The HPREG Procedure

Displayed Output

The following sections describe the output produced by PROC HPREG. The output is organized into various tables, which are discussed in the order of appearance.

Performance Information

The Performance Information table is produced by default. It displays information about the execution mode. For single-machine mode, the table displays the number of threads used. For distributed mode, the table displays the grid mode (symmetric or asymmetric), the number of compute nodes, and the number of threads per node.

Model Information

The Model Information table displays basic information about the model, such as the response variable, frequency variable, weight variable, and the type of parameterization used for classification variables named in the CLASS statement.

Selection Information

When you specify the SELECTION statement, the HPREG procedure produces by default a series of tables with information about the model selection. The Selection Information table informs you about the model selection method; select, stop, and choose criteria; and other parameters that govern the selection. You can suppress this table by specifying DETAILS=NONE in the SELECTION statement.

Number of Observations

The Number of Observations table displays the number of observations read from the input data set and the number of observations used in the analysis. If you specify a FREQ statement, the table also displays the sum of frequencies read and used. If you use a PARTITION statement, the table also displays the number of observations used for each data role.

Class Level Information

The Class Level Information table lists the levels of every variable specified in the CLASS statement. You should check this information to make sure that the data are correct. You can adjust the order of the CLASS variable levels with the ORDER= option in the CLASS statement. You can suppress the Class Level Information table completely or partially with the NOCLPRINT= option in the PROC HPREG statement.
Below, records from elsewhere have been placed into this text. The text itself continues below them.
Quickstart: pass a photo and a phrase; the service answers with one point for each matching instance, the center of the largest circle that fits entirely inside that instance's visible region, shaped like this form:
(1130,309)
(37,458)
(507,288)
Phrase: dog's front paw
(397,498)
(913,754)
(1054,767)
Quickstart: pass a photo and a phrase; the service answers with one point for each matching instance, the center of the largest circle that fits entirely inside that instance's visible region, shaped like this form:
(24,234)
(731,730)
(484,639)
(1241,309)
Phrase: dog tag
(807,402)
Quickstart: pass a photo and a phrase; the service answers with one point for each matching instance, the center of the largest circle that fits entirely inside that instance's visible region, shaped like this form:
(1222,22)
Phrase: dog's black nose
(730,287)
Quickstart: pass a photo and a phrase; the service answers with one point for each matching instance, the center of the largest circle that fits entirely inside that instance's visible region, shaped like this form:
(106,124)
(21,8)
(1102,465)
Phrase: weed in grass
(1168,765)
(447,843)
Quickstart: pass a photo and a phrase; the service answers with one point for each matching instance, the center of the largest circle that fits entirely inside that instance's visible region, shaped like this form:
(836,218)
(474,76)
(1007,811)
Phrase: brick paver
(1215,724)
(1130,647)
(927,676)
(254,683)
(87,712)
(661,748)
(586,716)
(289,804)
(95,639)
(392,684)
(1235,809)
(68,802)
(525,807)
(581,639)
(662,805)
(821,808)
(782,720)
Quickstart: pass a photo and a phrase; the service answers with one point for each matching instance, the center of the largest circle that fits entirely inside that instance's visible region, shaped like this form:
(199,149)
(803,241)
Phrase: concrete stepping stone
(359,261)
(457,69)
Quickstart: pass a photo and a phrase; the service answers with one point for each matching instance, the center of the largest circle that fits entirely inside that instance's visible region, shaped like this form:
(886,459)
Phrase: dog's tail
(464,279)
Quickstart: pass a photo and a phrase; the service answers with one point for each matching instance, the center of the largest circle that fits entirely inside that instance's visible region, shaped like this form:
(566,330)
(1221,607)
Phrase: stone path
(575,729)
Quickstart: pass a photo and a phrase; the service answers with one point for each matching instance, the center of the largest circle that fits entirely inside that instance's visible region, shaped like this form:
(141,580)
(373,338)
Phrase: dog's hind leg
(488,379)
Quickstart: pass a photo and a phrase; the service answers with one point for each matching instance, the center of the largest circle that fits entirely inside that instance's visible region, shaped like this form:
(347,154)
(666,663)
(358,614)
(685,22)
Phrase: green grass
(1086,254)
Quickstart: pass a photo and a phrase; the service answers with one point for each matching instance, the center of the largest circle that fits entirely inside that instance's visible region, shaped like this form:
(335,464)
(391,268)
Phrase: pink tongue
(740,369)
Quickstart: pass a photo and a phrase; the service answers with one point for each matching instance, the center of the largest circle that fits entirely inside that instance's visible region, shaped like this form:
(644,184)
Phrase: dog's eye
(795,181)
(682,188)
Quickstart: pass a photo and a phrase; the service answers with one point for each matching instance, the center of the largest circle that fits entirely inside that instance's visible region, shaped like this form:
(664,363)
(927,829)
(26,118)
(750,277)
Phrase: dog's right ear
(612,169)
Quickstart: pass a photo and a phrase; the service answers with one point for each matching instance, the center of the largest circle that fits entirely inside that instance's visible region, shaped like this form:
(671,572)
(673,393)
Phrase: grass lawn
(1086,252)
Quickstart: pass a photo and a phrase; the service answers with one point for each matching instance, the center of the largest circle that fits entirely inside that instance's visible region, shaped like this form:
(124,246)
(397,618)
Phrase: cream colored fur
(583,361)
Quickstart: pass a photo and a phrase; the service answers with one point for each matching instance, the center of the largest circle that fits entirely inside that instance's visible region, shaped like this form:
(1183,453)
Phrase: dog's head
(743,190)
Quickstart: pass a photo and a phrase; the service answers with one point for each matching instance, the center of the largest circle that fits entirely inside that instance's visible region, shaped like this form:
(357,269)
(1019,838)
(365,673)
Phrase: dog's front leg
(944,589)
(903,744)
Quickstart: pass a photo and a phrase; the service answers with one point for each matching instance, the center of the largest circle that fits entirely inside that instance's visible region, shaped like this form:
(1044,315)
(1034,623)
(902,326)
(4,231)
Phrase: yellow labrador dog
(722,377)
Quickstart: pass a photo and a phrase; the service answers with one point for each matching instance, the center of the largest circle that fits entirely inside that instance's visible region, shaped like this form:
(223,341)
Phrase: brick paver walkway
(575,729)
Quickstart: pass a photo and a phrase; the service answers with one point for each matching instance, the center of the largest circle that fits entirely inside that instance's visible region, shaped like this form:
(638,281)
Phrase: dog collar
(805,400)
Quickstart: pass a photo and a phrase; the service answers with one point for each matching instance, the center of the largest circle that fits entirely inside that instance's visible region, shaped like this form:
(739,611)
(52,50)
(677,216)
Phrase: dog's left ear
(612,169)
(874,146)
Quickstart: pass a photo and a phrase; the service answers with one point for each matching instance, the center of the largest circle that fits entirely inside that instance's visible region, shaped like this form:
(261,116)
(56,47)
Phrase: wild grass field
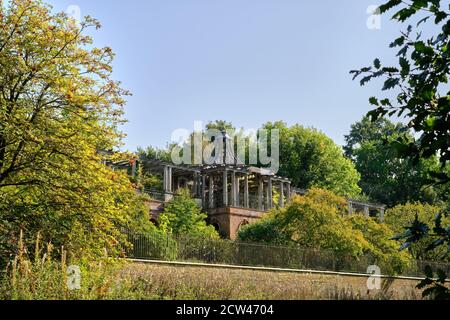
(200,283)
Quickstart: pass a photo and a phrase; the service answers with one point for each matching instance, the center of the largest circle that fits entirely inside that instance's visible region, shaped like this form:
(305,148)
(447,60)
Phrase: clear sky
(247,62)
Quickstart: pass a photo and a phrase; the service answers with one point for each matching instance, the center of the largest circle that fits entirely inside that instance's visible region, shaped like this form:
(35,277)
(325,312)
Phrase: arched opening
(243,224)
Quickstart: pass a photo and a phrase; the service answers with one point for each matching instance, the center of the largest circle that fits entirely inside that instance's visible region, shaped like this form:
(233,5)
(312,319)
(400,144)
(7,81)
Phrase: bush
(320,220)
(182,216)
(402,216)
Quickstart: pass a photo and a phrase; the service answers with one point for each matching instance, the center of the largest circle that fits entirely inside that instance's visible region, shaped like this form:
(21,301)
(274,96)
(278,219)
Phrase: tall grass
(42,276)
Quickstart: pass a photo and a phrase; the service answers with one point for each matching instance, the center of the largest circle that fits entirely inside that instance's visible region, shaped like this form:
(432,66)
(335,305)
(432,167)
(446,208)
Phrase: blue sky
(247,62)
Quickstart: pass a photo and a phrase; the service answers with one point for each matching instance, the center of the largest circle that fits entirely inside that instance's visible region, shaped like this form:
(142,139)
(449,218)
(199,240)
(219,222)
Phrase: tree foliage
(421,82)
(385,178)
(402,216)
(419,79)
(58,108)
(183,216)
(320,220)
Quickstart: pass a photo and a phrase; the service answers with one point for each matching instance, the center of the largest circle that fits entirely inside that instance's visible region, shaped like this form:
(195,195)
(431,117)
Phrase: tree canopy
(320,220)
(183,216)
(311,159)
(386,178)
(59,110)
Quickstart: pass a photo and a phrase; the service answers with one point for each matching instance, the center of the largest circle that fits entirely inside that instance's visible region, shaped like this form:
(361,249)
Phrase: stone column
(233,189)
(367,211)
(168,194)
(281,201)
(134,169)
(225,188)
(350,207)
(382,212)
(204,191)
(260,194)
(211,192)
(246,195)
(170,179)
(270,194)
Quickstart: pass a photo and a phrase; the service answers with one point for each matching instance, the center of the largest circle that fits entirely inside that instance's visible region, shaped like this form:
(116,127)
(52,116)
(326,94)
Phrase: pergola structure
(232,195)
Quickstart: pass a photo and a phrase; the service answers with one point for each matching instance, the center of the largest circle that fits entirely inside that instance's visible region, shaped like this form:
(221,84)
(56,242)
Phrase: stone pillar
(281,201)
(382,212)
(246,195)
(170,179)
(225,188)
(260,194)
(270,194)
(238,191)
(211,192)
(168,194)
(134,168)
(367,211)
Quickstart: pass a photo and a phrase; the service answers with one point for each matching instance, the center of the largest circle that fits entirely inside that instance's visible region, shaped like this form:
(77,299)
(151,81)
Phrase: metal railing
(185,249)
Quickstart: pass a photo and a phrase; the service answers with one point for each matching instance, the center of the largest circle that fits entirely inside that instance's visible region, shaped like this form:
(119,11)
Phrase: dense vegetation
(320,220)
(60,112)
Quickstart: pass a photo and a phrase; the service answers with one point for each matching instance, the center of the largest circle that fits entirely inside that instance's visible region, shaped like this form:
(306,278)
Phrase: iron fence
(186,249)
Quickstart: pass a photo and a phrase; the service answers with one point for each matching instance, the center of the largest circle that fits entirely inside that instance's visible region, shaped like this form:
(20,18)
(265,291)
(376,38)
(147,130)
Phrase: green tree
(385,178)
(183,216)
(311,159)
(320,220)
(58,108)
(402,216)
(420,80)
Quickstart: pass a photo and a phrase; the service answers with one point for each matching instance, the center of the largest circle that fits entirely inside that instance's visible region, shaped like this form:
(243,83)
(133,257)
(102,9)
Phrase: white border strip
(227,266)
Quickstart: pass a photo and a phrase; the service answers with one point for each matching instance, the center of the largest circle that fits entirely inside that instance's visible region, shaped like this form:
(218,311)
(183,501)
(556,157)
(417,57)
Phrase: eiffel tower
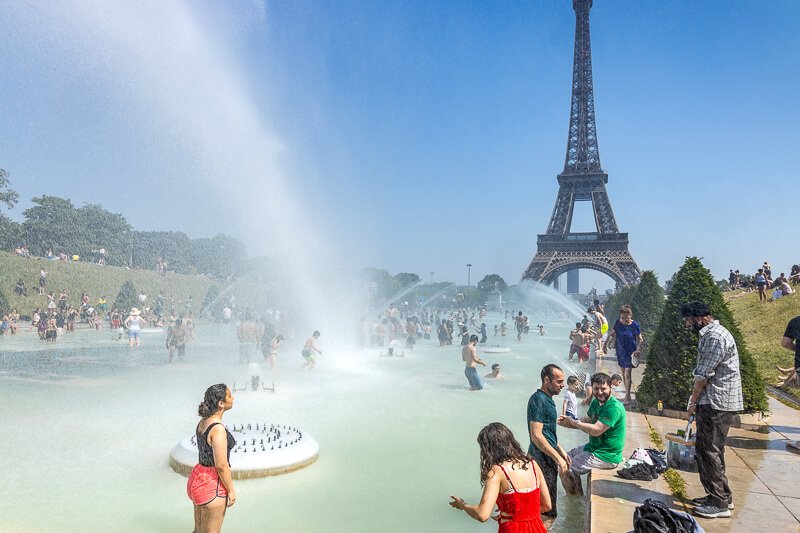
(560,250)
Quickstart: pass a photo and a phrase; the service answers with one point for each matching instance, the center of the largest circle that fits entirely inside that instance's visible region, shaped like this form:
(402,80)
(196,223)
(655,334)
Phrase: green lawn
(762,325)
(106,281)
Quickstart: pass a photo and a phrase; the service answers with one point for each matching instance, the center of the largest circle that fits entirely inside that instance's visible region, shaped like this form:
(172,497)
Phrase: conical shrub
(673,349)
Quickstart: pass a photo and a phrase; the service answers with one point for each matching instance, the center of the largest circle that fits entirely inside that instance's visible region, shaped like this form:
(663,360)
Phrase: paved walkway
(761,470)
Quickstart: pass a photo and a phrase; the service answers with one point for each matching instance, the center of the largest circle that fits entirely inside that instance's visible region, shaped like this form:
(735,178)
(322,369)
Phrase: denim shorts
(473,378)
(584,462)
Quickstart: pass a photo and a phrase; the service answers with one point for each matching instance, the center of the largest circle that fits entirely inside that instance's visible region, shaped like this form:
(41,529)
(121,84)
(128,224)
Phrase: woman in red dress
(511,480)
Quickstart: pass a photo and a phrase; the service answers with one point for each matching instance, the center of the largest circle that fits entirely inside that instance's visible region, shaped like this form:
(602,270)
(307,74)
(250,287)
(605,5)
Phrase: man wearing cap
(716,396)
(791,376)
(470,356)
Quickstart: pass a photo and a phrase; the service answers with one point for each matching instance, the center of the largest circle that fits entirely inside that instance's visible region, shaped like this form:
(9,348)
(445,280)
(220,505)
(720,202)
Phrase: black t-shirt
(793,332)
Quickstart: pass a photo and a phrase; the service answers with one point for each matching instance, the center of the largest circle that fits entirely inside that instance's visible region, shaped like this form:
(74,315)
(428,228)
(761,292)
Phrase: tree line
(55,225)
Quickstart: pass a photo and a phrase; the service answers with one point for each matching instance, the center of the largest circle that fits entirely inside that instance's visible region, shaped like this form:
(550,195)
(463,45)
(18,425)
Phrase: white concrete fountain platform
(261,450)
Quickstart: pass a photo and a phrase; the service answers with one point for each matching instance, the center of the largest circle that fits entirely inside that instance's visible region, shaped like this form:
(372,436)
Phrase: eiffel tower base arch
(619,265)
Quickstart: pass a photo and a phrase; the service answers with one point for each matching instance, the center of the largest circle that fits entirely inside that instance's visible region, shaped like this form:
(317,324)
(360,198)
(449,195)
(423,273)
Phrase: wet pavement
(762,472)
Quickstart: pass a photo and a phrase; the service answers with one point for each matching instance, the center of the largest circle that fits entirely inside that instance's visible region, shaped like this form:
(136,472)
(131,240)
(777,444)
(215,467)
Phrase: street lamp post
(469,269)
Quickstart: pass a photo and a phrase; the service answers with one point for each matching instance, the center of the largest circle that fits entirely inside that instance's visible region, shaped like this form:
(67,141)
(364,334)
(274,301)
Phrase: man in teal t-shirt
(605,425)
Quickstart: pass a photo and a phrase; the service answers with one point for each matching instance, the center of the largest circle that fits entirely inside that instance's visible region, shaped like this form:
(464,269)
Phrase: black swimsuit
(205,453)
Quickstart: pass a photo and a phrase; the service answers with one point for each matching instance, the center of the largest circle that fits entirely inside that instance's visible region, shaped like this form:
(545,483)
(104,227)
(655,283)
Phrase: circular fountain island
(262,449)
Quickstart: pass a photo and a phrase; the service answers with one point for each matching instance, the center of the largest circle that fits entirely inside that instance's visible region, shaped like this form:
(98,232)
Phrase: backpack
(655,517)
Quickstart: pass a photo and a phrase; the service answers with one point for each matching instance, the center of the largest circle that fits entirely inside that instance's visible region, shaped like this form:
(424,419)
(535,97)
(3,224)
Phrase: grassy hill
(106,281)
(762,325)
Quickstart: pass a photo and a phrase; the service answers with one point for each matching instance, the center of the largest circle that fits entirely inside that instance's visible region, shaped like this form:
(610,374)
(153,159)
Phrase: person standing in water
(511,480)
(134,326)
(470,356)
(210,485)
(308,351)
(249,333)
(273,352)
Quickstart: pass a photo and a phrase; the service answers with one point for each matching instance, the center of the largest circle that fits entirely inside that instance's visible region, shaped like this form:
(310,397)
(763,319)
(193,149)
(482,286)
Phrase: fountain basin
(493,348)
(262,449)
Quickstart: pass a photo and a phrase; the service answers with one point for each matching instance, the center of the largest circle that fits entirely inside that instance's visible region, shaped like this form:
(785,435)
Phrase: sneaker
(706,500)
(709,511)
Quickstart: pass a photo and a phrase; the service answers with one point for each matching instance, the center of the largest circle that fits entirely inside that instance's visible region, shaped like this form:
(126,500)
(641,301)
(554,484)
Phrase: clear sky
(410,135)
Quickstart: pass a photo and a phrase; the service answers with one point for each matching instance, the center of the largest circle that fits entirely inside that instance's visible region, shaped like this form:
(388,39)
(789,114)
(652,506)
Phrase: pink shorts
(204,485)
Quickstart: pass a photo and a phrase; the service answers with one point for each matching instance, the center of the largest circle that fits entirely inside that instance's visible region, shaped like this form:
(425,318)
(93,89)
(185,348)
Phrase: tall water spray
(174,83)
If the classification variables are in the reference parameterization, the Class Level Information table also displays the reference value for each variable. The Class Level Information table also indicates which, if any, of the classification variables are split by using the SPLIT option in the CLASS statement.

Dimensions

The Dimensions table displays information about the number of effects and the number of parameters from which the selected model is chosen. If you use split classification variables, then this table also includes the number of effects after splitting is taken into account.

Entry and Removal Candidates

When you specify the DETAILS=ALL or DETAILS=STEPS option in the SELECTION statement, the HPREG procedure produces Entry Candidates and Removal Candidates tables that display the effect names and values of the criterion used to select entering or departing effects at each step of the selection process. The effects are displayed in sorted order from best to worst of the selection criterion.

Selection Summary

When you specify the SELECTION statement, the HPREG procedure produces the Selection Summary table with information about the sequence of steps of the selection process. For each step, the effect that was entered or dropped is displayed along with the statistics used to select the effect, stop the selection, and choose the selected model. For all criteria that you can use for model selection, the steps at which the optimal values of these criteria occur are also indicated.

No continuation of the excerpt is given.